Reproducible Research Session starts in

Reproducible Research

CC-BY-SA Scriberia and The Turing Way
An article about computational science in a scientific publication is not the scholarship itself, it is merely advertising of the scholarship. The actual scholarship is the complete software development environment and the complete set of instructions which generated the figures.
Jon Claerbout (paraphrased)

Reminder: definitions

Illustration by Scriberia and The Turing Way
(The Turing Way)

General reproducibility checklist (Hinsen, 2020)

Use code/scripts
Workflows based on point-and-click interfaces (e.g. Excel), are not reproducible. Enshrine computations and data manipulation in code.
Document
Use comments, computational notebooks and README files to explain how your code works, and to define the expected parameters and the computational environment required.
Record
Make a note of key parameters, e.g. ‘seed’ values used to start a random-number generator.
Test
Create a suite of test functions. Use positive and negative control data sets to ensure you get the expected results, and run those tests throughout development to squash bugs as they arise.

General reproducibility checklist (Hinsen, 2020)

Guide
Create a master script (for example, a ‘run.sh’ file) that downloads required data sets and variables, executes your workflow and provides an obvious entry point to the code.
Archive
GitHub is a popular but impermanent online repository. Archiving services such as Zenodo, Figshare and Software Heritage promise long-term stability.
Track
Use version-control tools such as Git to record your project’s history. Note which version you used to create each result.
Package
Create ready-to-use computational environments using containerization tools (for example, Docker, Singularity), web services (Code Ocean, Gigantum, Binder) or virtual-environment managers (Conda).

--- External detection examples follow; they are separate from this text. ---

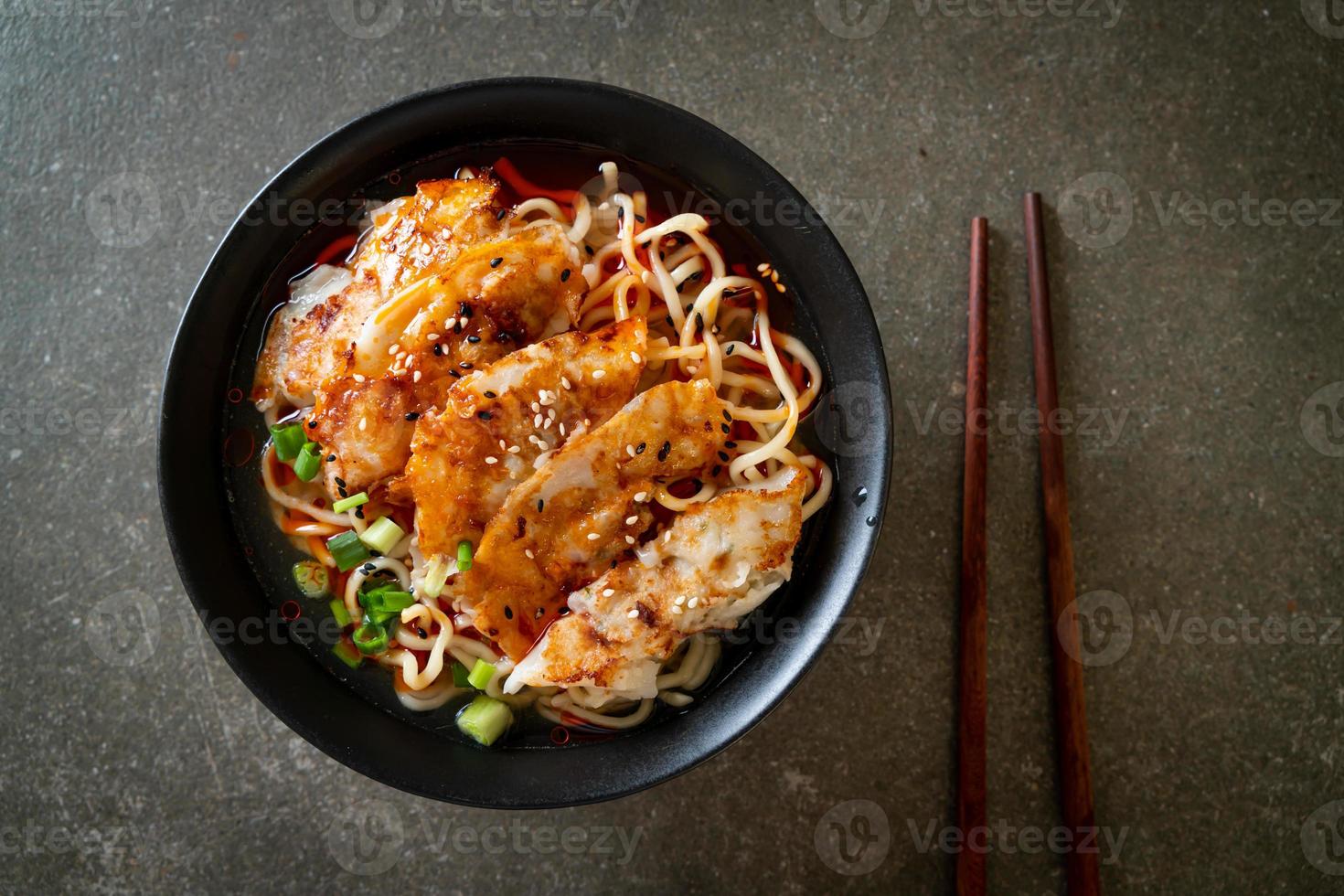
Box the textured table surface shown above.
[0,0,1344,893]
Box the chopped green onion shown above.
[270,423,308,464]
[466,659,495,690]
[291,560,328,598]
[457,693,514,747]
[421,556,448,598]
[351,616,387,655]
[332,638,364,669]
[358,516,406,553]
[294,442,323,482]
[453,662,472,688]
[326,598,351,629]
[332,492,368,513]
[326,530,368,572]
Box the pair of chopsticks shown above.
[957,194,1101,896]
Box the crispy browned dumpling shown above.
[454,380,731,659]
[251,178,504,409]
[504,467,809,699]
[312,224,587,493]
[406,317,648,558]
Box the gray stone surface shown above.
[0,0,1344,893]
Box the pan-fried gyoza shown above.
[251,161,832,744]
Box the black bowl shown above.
[158,78,891,807]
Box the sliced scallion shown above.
[326,530,368,572]
[270,423,308,464]
[294,442,323,482]
[457,693,514,747]
[466,659,495,690]
[332,492,368,513]
[358,516,406,553]
[291,560,328,598]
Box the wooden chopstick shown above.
[1023,194,1101,896]
[957,218,989,896]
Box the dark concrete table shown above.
[0,0,1344,893]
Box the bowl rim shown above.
[157,78,892,808]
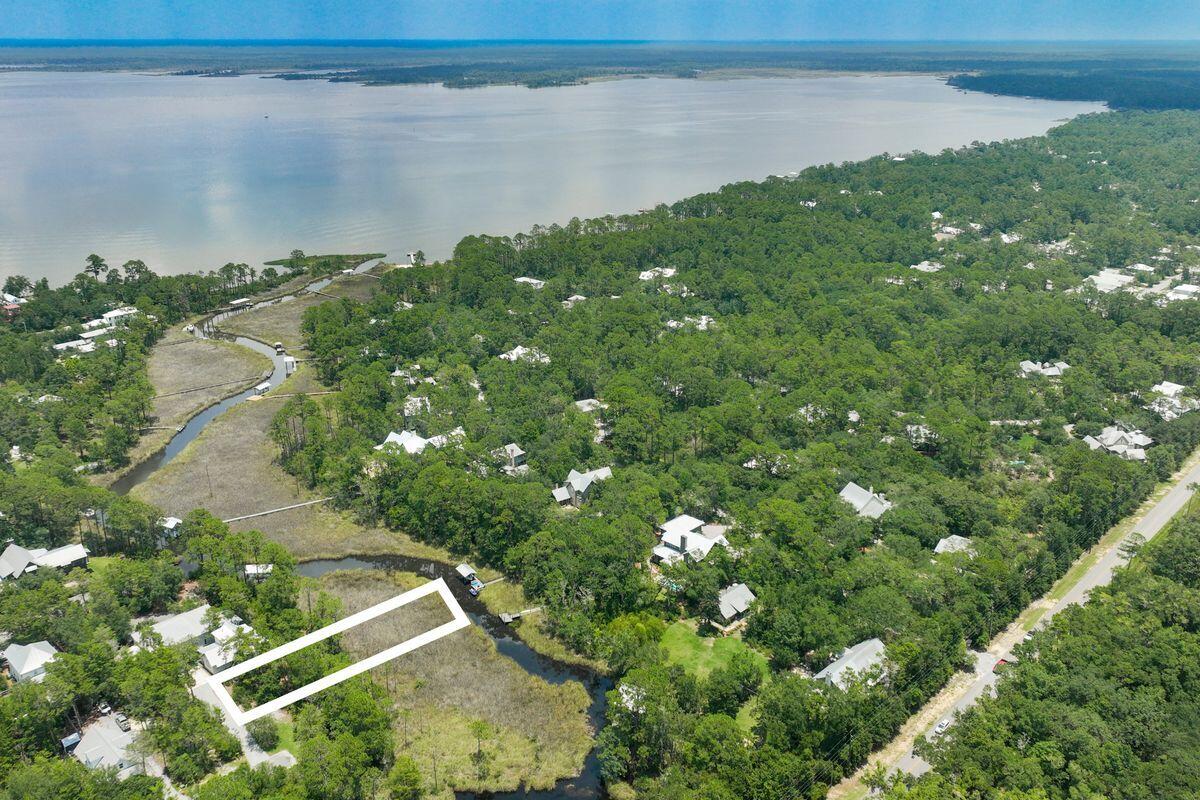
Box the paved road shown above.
[895,453,1200,775]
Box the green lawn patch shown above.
[662,621,767,678]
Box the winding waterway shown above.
[112,267,612,800]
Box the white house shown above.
[1021,360,1070,378]
[814,639,887,688]
[0,542,88,581]
[552,467,612,507]
[838,481,892,519]
[716,583,757,625]
[1164,283,1200,302]
[492,441,529,475]
[1084,425,1154,461]
[133,603,212,646]
[241,564,275,583]
[637,266,676,281]
[198,616,254,675]
[497,344,550,363]
[0,640,59,684]
[650,513,730,564]
[1146,380,1200,422]
[376,428,463,456]
[934,534,974,557]
[404,395,430,416]
[72,716,140,778]
[908,260,946,272]
[1087,266,1133,294]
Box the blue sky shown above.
[0,0,1200,41]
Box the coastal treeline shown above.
[276,113,1200,798]
[0,254,312,470]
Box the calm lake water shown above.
[0,73,1103,283]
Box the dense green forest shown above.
[886,511,1200,800]
[267,113,1200,798]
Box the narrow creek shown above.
[119,263,612,800]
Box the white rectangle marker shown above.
[208,578,470,727]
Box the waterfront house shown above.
[197,616,254,675]
[650,513,730,565]
[376,428,463,456]
[0,542,88,581]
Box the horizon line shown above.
[0,36,1200,47]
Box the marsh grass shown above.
[322,571,594,796]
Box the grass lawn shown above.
[662,620,767,678]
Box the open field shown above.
[221,268,379,351]
[662,621,767,678]
[322,571,592,798]
[133,368,450,560]
[92,326,271,486]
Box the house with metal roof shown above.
[552,467,612,507]
[650,513,730,565]
[934,534,974,557]
[0,640,59,684]
[0,542,88,581]
[71,716,142,778]
[838,481,892,519]
[716,583,757,625]
[814,639,887,688]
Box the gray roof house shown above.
[934,534,974,557]
[133,603,212,646]
[814,639,887,688]
[0,640,59,684]
[0,543,88,581]
[838,481,892,519]
[716,583,757,624]
[1084,425,1154,461]
[552,467,612,507]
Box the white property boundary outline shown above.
[206,578,470,727]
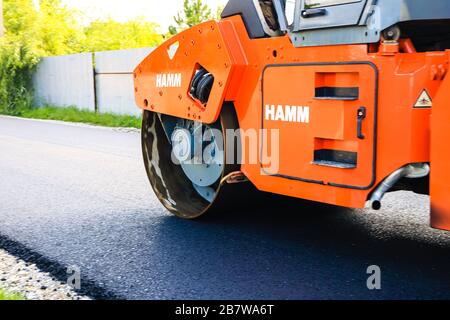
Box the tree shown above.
[83,18,163,52]
[169,0,214,35]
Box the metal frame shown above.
[259,61,379,190]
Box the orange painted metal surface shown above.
[430,51,450,230]
[134,21,245,123]
[135,16,450,222]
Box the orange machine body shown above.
[135,16,450,229]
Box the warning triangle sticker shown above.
[414,89,433,108]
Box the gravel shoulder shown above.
[0,249,90,300]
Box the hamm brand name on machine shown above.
[156,73,181,88]
[265,104,310,123]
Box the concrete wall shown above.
[33,53,95,111]
[95,48,151,115]
[33,48,152,115]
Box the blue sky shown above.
[62,0,227,31]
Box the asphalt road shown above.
[0,117,450,299]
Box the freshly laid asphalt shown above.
[0,117,450,299]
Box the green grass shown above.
[2,107,142,129]
[0,289,25,301]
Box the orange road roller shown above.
[134,0,450,230]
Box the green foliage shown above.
[169,0,214,35]
[0,38,38,115]
[20,107,142,128]
[83,18,163,52]
[0,0,163,115]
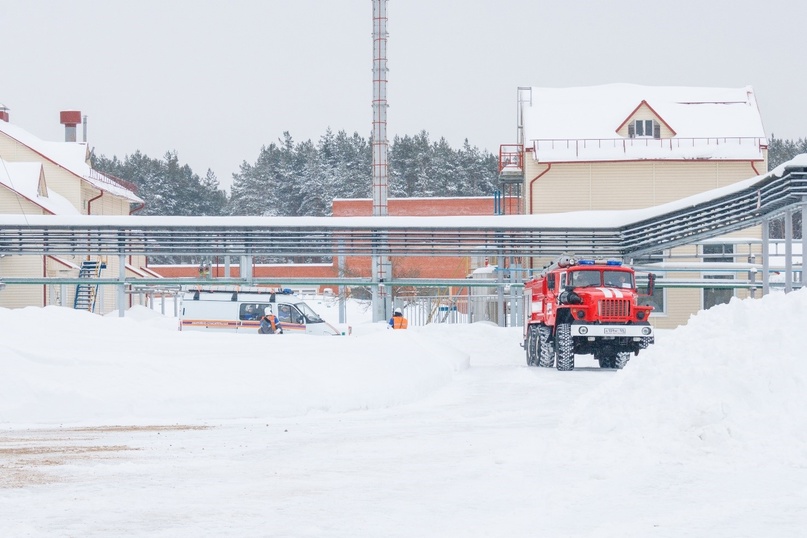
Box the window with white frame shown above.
[628,120,661,138]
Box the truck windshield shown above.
[570,270,602,288]
[605,271,634,289]
[294,303,324,323]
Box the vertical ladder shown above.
[73,260,106,312]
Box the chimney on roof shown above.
[59,110,81,142]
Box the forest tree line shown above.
[93,130,807,238]
[92,130,498,216]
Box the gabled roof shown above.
[615,99,678,136]
[0,159,80,215]
[0,121,143,203]
[521,84,767,161]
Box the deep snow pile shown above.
[559,289,807,465]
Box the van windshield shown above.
[294,303,325,323]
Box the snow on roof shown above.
[522,84,767,162]
[0,121,143,203]
[0,159,79,215]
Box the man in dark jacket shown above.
[258,306,283,334]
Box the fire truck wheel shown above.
[538,325,555,368]
[594,353,614,368]
[614,353,630,370]
[524,325,538,366]
[555,323,574,372]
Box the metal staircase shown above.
[73,260,106,312]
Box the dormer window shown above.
[628,120,661,138]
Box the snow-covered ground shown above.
[0,290,807,538]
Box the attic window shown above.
[628,120,661,138]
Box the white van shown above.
[179,288,345,335]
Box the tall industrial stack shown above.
[372,0,392,321]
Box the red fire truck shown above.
[522,256,655,370]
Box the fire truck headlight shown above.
[558,290,583,304]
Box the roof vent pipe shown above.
[59,110,81,142]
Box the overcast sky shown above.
[0,0,807,188]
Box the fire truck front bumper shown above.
[572,323,654,338]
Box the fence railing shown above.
[395,294,524,327]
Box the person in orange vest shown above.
[258,306,283,334]
[389,308,409,329]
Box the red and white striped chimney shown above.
[59,110,81,142]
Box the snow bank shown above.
[558,289,807,465]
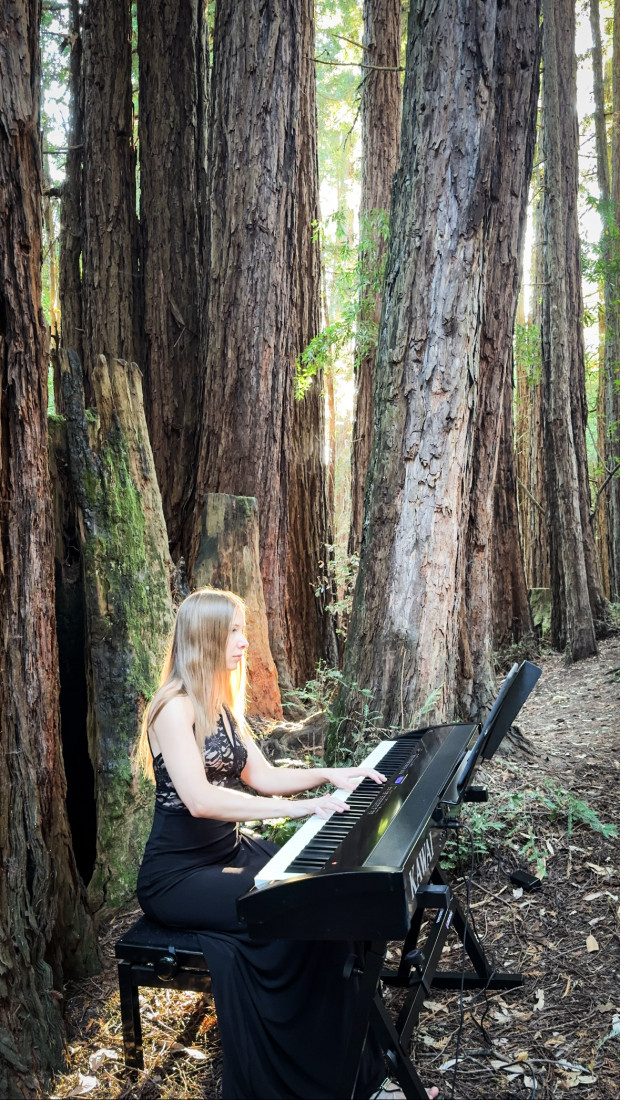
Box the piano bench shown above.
[114,916,211,1069]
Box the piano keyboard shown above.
[254,740,421,890]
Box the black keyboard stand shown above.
[336,867,523,1100]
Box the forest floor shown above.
[53,636,620,1100]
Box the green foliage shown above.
[514,325,542,386]
[296,209,389,397]
[445,779,618,878]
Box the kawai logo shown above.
[409,831,441,894]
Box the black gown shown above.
[137,715,385,1100]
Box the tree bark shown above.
[60,352,174,916]
[543,0,597,660]
[81,0,141,405]
[190,0,325,688]
[492,371,534,646]
[0,0,97,1097]
[54,0,84,398]
[557,0,606,637]
[460,3,541,717]
[348,0,402,554]
[137,0,209,558]
[517,168,550,589]
[605,0,620,601]
[330,0,536,751]
[193,493,283,718]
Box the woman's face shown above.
[226,607,247,672]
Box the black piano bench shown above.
[114,916,211,1069]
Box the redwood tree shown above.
[348,0,401,553]
[543,0,597,660]
[137,0,209,557]
[0,0,96,1097]
[460,2,541,715]
[191,0,324,684]
[54,0,84,391]
[331,0,539,749]
[81,0,141,404]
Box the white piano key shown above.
[254,741,395,890]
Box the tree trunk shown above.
[460,3,541,717]
[193,493,283,718]
[81,0,141,405]
[605,0,620,601]
[60,352,174,915]
[137,0,209,558]
[492,371,534,646]
[517,167,550,589]
[54,0,84,404]
[543,0,597,660]
[190,0,325,688]
[330,0,536,752]
[556,0,609,637]
[0,0,97,1097]
[348,0,401,554]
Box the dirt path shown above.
[53,638,620,1100]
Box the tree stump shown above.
[193,493,283,718]
[60,351,174,912]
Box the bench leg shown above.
[119,959,144,1069]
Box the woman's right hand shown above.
[287,794,348,820]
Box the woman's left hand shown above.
[318,766,387,791]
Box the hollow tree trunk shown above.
[0,0,97,1097]
[137,0,209,558]
[190,0,324,688]
[329,0,543,754]
[460,2,541,717]
[81,0,140,405]
[543,0,597,660]
[348,0,402,554]
[60,352,174,915]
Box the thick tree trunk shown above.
[54,0,84,398]
[137,0,209,558]
[60,352,174,912]
[81,0,141,405]
[557,0,609,637]
[460,2,541,717]
[190,0,324,688]
[348,0,402,554]
[193,493,283,718]
[597,0,620,601]
[330,0,543,751]
[0,0,97,1097]
[543,0,597,660]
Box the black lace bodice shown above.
[153,710,247,811]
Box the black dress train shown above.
[137,715,385,1100]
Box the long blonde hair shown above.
[135,589,245,779]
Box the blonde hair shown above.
[135,589,245,779]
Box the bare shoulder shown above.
[151,695,195,755]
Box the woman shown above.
[137,589,435,1100]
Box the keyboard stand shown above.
[372,866,523,1100]
[335,867,523,1100]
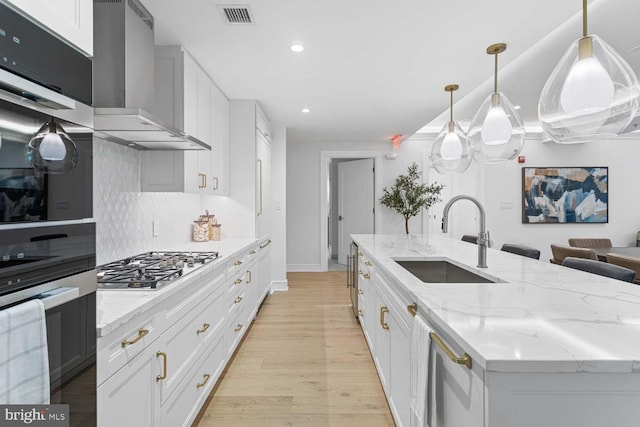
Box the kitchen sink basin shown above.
[396,260,499,283]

General reproducibility checklist (Hinsen, 2020)

Automate
Use continuous-integration services (for example, Travis CI) to automatically test your code over time, and in various computational environments
Simplify
Avoid niche or hard-to-install third-party code libraries that can complicate reuse.
Verify
Check your code’s portability by running it in a range of computing environments.

Reproducible Research

  • DataLad is one tool that can make reproducible research easier
  • Let's take a more detailed look into some ways in which DataLad can help:
    • Some miscellaneous facts about DataLad functions
    • Details of the YODA principles for reproducible analyses
    • DataLad as a component in reproducible papers
    • The datalad-container extension to add and use software containers

Did you know...

Use code/scripts
Workflows based on point-and-click interfaces (e.g. Excel), are not reproducible. Enshrine computations and data manipulation in code.


  • First: YES! Very much so!
  • But if your workflow includes interactive code sessions, and you want to at least save the results, you could do
    datalad run ipython/R/matlab/...
  • Once you close the interactive session, every result you created would be saved (although with crappy provenance)

Did you know...

Document
Use comments, computational notebooks and README files to explain how your code works, and to define the expected parameters and the computational environment required.
Record
Make a note of key parameters, e.g. ‘seed’ values used to start a random-number generator.


  • Commit messages and run records can do this for you, and are a useful basis to extend upon with "documentation for humans" such as READMEs
  • The YODA procedure automatically populated your repository with README files to nudge you into using them.

Did you know...

Test
Create a suite of test functions. Use positive and negative control data sets to ensure you get the expected results, and run those tests throughout development to squash bugs as they arise.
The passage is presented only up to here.